O Estado espanhol voltou a suspender o exame da ONU. A sua Comissão contra a Tortura exorta-o uma vez mais a abolir o regime de incomunicação e mostra o seu desacordo com a leveza das penas aplicadas a estes crimes. Por outro lado, saúda algumas modificações, como a tardia criação do obrigatório Mecanismo contra a Tortura. O Governo espanhol decidiu que quem deve exercer esta função fiscalizadora é o Defensor do Povo: Enrique Múgica Herzog.
O Comissão contra a Tortura da ONU tornou público na sexta-feira um novo relatório sobre o Estado espanhol, depois do exame a que o submeteu na semana passada. A conclusão não podia ser outra, tendo em vista os relatórios anteriores e a insistência do Governo espanhol em manter a sua prática habitual: a ONU exorta-o novamente a abolir o regime de incomunicação aos detidos. Contudo, as letras pequenas do relatório revelam outros detalhes mais dignos de nota quando apreciados a partir de Euskal Herria, como seja a confirmação de que o Governo espanhol optou por apresentar como garante contra a tortura o Defensor do Povo, isto é, Enrique Múgica Herzog.
O Governo Zapatero comunicou à ONU que as funções do chamado Mecanismo Nacional de Prevenção da Tortura serão desempenhadas pelo Defensor. A criação deste Mecanismo era uma obrigação para o Executivo depois de ter subscrito em Abril de 2006 o Protocolo contra a Tortura da ONU, que impõe a implementação destas e de outras medidas. Trata-se de uma entidade que deve fiscalizar os períodos de detenção e que, portanto, deveria entrar nos calabouços e nas esquadras para examinar como decorrem os períodos de detenção.

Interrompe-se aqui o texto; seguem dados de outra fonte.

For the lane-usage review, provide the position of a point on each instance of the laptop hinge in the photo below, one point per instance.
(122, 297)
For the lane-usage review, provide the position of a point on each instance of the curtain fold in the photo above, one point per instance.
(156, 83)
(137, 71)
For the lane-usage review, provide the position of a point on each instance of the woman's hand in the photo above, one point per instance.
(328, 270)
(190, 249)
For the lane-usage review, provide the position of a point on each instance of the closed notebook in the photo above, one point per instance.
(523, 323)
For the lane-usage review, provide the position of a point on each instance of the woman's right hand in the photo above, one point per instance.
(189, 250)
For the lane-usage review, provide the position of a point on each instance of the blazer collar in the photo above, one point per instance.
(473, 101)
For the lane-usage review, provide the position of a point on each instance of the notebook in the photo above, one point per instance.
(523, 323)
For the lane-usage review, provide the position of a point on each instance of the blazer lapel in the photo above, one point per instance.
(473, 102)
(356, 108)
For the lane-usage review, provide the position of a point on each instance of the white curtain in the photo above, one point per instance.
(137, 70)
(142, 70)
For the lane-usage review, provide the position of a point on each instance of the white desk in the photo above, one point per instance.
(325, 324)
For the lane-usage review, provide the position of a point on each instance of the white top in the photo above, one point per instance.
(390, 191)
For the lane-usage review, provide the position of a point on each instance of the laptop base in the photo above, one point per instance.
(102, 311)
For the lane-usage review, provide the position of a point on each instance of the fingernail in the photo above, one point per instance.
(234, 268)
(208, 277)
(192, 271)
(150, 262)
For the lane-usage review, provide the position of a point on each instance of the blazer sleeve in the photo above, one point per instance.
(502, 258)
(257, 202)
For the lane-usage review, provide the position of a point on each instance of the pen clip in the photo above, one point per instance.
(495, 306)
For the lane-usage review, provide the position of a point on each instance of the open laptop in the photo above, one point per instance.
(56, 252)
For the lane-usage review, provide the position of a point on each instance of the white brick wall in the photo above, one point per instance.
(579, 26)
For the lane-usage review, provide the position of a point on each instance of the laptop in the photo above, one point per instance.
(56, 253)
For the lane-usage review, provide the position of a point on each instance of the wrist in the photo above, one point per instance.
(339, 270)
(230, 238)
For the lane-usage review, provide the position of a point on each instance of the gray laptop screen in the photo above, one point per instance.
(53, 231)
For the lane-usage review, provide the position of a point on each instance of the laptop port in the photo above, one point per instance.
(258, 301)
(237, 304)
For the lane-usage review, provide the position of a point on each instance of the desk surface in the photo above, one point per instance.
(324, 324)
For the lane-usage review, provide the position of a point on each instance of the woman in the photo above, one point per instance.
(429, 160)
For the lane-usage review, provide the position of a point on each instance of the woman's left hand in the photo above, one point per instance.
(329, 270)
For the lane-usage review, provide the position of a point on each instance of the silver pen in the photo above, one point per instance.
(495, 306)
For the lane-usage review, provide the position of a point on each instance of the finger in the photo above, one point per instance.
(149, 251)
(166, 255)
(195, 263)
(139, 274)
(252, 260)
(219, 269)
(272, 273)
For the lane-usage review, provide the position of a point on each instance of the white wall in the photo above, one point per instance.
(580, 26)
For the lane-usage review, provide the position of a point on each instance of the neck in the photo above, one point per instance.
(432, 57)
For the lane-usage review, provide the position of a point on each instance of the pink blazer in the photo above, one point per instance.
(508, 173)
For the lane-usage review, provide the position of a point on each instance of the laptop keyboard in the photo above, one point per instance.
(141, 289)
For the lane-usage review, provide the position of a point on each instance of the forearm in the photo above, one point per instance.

A dada altura, a Coordenadora para a Prevenção da Tortura, composta por dezenas de organizações de todo o Estado espanhol, já tinha alertado para o facto de Madrid estar a tentar confiar ao Defensor do Povo o cargo do referido Mecanismo. Após dois anos de consultas reiteradas com organizações deste âmbito, há apenas algumas semanas, nas vésperas do exame da ONU, e sem fazer publicidade, o Executivo concretizou essa intenção.
A comissão com sede em Genebra aceita a eleição, mas reclama ao Estado que dote o Defensor do Povo de «recursos humanos, materiais e financeiros adequados para exercer de maneira independente e eficaz o seu mandato de prevenção em todo o país».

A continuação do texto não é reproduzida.